Tests would later confirm that Elka’s organs had already started to fail.

“I really felt like it was going to be a short time together,” Wilkinson told The Dodo. “So I [did] everything I could to make her feel loved.”

Wilkinson followed Elka’s lead on how she liked to receive love. “She [wanted] to be petted,” Wilkinson said. “She [would] sit on the stand beside my chair and paw at my arm until I [paid] attention to her.”

One of Elka’s love languages that Wilkinson never expected, though, was that of being fitted with her very own collar.

“I was putting [collars] on some of the other cats,” Wilkinson said. “She was watching me put them on the others, so I went ahead and put one on her, not really thinking anything of it.”

But as soon as Wilkinson secured the bright orange collar around Elka’s neck, something changed. “I could feel everything inside of her leap with joy,” Wilkinson said. “Like, ‘Oh my God, someone loves me. I have a home again.’”

It’s been six months since Elka’s brightest chapter started, and her new mom is doing everything possible to help slow her organ failure and alleviate some of her symptoms. “She’s doing amazing,” Wilkinson said. “She’s persistent — she will not take no for an answer.”
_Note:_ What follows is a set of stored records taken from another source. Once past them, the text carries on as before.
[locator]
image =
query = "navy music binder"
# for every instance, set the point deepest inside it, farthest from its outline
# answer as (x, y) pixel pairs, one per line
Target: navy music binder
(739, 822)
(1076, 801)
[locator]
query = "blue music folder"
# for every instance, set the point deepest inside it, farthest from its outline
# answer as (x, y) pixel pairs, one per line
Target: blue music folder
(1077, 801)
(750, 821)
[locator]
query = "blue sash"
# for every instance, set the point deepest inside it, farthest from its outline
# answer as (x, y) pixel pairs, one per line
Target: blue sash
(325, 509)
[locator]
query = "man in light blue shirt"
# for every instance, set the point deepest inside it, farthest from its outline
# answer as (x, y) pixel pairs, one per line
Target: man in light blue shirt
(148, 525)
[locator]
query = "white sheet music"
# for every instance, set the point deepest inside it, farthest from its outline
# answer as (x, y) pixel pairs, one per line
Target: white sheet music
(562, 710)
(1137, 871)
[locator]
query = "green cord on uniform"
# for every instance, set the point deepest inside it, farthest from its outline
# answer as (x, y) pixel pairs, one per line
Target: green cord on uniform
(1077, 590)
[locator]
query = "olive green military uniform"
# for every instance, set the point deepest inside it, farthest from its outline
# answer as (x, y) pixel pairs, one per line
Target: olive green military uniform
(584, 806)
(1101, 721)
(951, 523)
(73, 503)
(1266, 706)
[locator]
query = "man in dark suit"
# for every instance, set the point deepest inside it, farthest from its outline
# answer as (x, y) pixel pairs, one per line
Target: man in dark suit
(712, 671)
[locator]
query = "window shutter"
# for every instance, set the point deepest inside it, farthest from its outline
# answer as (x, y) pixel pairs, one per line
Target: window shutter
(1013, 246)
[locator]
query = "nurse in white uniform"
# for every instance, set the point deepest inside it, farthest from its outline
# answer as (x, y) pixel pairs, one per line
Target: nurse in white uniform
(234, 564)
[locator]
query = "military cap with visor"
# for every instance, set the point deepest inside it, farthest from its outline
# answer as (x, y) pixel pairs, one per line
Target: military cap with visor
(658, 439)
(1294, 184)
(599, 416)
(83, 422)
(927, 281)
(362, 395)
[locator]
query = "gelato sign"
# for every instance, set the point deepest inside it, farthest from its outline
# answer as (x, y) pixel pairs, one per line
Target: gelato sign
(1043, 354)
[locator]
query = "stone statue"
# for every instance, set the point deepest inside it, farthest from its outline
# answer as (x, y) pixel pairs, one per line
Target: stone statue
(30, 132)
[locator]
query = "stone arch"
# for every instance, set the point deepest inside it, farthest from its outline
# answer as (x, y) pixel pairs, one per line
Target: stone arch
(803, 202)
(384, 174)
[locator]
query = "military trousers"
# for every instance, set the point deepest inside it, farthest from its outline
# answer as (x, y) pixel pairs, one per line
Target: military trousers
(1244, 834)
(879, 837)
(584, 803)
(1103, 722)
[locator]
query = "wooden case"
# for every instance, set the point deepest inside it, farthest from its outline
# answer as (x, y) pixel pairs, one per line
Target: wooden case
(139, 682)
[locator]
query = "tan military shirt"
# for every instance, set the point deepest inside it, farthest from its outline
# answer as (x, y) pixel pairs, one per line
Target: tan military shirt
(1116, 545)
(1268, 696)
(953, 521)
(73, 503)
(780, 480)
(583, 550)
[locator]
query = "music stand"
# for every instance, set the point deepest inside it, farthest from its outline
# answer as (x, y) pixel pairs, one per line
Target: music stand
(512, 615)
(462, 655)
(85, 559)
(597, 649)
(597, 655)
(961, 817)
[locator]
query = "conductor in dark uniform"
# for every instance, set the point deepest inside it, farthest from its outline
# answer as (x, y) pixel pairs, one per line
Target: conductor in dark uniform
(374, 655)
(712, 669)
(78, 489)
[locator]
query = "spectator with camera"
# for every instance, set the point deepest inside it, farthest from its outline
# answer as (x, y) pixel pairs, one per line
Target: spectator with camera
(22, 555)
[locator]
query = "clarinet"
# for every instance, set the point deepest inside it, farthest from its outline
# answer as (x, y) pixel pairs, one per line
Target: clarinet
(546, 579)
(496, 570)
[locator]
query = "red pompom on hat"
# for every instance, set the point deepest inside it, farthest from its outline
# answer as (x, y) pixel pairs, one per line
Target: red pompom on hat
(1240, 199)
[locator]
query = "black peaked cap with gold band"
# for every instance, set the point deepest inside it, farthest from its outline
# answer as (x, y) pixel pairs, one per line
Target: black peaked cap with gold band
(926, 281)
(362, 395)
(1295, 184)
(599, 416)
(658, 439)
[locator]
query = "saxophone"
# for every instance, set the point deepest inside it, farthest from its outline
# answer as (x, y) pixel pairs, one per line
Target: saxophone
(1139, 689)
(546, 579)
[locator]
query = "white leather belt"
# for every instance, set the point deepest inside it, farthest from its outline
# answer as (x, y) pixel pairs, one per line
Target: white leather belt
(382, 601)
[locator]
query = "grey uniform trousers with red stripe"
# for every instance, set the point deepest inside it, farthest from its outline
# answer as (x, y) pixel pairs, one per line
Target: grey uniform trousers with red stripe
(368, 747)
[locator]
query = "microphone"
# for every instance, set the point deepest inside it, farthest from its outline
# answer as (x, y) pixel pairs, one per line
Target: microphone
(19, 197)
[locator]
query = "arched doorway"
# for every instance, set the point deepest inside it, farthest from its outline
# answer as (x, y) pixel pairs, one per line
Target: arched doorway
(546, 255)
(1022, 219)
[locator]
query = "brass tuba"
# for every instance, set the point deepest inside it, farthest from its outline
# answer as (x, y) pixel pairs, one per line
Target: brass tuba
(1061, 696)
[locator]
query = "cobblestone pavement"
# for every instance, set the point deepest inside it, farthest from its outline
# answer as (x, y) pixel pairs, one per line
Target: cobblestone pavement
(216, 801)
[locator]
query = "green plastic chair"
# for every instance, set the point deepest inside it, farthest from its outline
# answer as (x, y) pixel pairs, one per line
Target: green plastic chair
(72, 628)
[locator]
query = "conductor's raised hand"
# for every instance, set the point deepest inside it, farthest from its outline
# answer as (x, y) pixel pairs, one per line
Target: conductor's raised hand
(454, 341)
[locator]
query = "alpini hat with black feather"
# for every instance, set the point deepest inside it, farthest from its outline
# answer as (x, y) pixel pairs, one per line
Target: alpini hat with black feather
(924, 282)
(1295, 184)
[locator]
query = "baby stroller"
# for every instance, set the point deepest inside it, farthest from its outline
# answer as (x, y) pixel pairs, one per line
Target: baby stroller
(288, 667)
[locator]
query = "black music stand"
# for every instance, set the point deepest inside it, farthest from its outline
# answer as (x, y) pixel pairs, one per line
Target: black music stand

Elka will stay right by Wilkinson’s side at the cat sanctuary for the rest of her days. There, she will get lifelong medical treatment while wearing her adorable orange collar and receive nonstop hugs and kisses from her new mom and the rest of the Hands of Mercy family.

And she will never have to know what it feels like to not wear a collar again because, as Wilkinson said, “she’s home.”